Insufficient planning may lead to failure in achieving desired results (Reed & Card, 2015).

Strategies of the PDCA cycle also require scenarios that are not necessarily realistic (Pietrzak & Paliszkiewicz, 2015). When applied to realistic scenarios, these strategies could lead to failure, thereby creating more problems or adding to existing ones.

To arrive at a solution to a problem, the four-step process has to be repeated several times. An iterative process could result in slow progress (Kliem, 2015). Therefore, the cycle may be ineffective at achieving swift results in emergencies (Reed & Card, 2015).

Knowledge Gaps and Unknowns

If the data received from the check phase is misinterpreted, people may arrive at inaccurate conclusions, leading to incorrect actions (Reed & Card, 2015).

In research conducted by Coury et al. (2017), it was found that when the PDCA Cycle is applied before a clinical intervention is fully implemented, the focus of the improvement process is likely to shift.

In the same research by Coury et al. (2017), it was observed that several clinicians commonly found it challenging to measure the success of the PDCA cycle using the electronic medical record tools available.

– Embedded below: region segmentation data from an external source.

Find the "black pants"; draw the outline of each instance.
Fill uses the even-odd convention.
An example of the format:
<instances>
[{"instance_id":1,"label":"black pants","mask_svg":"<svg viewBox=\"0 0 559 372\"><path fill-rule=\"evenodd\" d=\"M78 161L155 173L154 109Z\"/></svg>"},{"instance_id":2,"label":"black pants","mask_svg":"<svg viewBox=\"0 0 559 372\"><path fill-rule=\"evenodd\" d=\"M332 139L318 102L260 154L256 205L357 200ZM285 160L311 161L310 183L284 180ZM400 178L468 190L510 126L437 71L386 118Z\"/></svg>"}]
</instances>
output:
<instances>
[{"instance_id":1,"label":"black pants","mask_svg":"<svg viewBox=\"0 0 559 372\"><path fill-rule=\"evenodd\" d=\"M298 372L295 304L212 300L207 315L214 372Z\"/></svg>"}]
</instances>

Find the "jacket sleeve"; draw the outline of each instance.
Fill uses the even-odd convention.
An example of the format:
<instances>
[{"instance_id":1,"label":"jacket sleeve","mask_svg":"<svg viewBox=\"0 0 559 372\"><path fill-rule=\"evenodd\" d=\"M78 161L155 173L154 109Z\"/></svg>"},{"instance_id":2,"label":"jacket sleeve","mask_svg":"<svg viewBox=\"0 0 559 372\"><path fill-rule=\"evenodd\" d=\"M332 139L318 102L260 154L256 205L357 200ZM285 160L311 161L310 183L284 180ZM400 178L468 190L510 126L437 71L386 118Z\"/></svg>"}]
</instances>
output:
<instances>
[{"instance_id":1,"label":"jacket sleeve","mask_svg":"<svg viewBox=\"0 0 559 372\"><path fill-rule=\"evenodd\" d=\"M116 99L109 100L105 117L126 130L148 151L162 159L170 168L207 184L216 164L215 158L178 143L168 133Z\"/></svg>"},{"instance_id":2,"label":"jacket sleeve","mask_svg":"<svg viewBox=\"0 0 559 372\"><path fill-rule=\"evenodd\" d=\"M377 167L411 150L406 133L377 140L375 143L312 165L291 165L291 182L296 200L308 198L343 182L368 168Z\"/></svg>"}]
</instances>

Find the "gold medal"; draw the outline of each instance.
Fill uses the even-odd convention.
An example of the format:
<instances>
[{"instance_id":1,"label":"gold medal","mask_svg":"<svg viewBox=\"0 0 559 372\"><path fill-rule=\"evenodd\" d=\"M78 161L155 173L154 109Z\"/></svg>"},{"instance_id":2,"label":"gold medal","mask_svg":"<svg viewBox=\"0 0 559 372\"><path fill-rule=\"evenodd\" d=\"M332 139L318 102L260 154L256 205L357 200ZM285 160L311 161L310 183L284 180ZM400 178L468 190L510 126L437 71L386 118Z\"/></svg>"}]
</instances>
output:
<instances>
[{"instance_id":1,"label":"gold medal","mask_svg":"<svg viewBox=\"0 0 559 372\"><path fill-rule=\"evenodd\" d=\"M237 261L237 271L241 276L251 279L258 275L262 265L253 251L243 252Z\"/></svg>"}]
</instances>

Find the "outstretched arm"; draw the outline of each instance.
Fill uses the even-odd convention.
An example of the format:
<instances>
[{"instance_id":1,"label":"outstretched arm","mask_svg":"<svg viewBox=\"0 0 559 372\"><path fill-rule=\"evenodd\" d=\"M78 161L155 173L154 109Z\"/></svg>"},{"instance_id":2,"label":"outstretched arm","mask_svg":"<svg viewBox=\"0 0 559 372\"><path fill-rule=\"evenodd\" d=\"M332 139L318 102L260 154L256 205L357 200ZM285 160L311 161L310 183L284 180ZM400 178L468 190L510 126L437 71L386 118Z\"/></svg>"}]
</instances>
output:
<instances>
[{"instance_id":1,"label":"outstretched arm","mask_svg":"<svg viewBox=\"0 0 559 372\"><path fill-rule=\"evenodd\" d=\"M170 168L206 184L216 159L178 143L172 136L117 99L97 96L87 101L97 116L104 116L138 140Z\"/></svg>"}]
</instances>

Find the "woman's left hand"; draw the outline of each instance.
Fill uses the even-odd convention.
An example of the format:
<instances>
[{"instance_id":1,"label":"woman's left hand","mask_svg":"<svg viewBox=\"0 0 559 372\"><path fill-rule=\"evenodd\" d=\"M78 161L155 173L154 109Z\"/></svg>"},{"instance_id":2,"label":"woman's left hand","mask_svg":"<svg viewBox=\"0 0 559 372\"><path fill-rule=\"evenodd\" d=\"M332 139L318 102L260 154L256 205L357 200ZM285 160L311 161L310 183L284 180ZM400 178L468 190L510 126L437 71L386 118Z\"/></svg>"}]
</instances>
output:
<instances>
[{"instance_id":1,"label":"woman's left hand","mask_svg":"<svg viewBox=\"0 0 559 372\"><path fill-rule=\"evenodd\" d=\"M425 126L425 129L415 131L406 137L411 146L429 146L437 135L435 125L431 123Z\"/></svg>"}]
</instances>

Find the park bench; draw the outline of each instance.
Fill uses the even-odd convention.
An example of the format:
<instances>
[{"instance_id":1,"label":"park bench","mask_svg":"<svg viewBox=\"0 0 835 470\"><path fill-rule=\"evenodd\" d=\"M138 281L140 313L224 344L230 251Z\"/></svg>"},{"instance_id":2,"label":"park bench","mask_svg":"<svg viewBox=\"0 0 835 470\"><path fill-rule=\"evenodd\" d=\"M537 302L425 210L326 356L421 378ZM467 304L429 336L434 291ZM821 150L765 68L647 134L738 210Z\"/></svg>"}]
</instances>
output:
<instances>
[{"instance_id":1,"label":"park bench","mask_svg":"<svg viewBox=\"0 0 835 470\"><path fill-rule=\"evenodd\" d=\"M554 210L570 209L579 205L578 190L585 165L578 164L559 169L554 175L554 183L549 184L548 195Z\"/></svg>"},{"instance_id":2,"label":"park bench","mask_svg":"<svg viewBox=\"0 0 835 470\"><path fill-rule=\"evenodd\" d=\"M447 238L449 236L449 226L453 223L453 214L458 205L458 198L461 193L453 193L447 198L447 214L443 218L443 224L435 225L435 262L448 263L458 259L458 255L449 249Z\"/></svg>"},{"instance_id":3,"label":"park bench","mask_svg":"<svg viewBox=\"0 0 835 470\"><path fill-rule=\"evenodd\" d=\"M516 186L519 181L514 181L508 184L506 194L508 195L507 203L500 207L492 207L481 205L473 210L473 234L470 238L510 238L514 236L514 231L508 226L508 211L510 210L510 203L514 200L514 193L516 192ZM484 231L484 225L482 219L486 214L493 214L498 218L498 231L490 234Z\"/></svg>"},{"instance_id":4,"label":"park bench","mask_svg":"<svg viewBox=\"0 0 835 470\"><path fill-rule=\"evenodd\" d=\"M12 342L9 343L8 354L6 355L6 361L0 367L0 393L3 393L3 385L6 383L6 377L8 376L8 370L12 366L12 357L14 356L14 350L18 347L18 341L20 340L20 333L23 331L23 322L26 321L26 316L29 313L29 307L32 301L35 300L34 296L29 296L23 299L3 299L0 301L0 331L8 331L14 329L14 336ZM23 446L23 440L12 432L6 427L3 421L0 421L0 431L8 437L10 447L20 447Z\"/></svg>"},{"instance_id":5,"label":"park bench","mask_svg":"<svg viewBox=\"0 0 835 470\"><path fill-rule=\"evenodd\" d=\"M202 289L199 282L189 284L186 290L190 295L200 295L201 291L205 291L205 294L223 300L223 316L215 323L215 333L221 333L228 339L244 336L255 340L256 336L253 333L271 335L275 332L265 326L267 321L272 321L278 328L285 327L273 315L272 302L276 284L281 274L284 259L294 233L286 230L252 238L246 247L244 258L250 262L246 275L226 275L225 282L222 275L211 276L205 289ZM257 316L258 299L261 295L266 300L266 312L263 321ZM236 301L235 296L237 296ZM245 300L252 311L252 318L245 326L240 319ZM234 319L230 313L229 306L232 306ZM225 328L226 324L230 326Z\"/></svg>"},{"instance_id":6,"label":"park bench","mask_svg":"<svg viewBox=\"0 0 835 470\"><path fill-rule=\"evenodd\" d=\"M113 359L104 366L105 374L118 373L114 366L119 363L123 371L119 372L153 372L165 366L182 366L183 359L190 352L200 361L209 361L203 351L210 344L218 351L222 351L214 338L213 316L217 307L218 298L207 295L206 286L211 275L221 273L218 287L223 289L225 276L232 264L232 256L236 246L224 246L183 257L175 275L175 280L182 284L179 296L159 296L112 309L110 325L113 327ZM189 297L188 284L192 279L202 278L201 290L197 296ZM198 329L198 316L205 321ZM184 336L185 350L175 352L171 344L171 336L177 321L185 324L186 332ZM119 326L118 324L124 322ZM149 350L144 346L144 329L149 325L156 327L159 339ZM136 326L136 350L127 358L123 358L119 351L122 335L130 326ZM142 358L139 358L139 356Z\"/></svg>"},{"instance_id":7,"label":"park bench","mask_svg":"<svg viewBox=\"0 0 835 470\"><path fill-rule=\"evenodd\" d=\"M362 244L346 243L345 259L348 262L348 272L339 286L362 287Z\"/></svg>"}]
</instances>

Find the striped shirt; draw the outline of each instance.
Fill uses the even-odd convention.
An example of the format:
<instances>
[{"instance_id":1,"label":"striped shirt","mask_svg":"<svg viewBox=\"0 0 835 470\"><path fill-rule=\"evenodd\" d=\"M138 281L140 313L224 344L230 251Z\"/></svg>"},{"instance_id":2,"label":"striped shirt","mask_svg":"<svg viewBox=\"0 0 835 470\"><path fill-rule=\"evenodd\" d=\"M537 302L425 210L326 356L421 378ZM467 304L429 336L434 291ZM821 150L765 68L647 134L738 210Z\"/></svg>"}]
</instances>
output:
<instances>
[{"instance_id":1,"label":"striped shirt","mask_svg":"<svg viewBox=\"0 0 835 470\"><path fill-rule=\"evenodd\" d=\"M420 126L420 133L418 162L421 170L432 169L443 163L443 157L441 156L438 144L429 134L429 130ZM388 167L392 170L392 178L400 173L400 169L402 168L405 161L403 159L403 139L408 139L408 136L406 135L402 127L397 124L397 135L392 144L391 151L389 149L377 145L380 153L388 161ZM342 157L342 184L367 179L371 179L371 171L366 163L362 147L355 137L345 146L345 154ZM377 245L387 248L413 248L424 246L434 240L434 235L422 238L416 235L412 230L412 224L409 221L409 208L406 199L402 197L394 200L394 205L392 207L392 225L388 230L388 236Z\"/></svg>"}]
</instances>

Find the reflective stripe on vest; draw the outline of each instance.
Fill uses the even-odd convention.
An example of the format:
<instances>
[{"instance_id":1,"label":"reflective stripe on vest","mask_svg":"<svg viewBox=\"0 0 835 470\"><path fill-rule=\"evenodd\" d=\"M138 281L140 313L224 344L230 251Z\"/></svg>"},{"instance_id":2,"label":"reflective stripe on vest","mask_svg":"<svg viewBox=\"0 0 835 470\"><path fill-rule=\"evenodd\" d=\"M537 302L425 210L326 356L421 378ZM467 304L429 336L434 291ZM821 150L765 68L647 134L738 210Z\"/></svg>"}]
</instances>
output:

The cycle also focuses on observing and rectifying errors. It does not predict errors.

Potential Challenges

COPD patients require access to therapists trained in CBT. It might be difficult to conduct one-on-one sessions for every patient; therefore, organizations could train their nurses in CBT or hire nurses who are trained in CBT.

Helping COPD patients achieve sustainable improvement in quality of life, functioning, and general physical condition can be challenging. Group therapy sessions can help patients talk about and cope with both physical and psychological issues. Providing COPD patients with access to CBT along with their regular treatments is likely to improve their quality of life and capacity to self-manage their condition (Pietrzak & Paliszkiewicz, 2015; Pooler & Beech, 2014).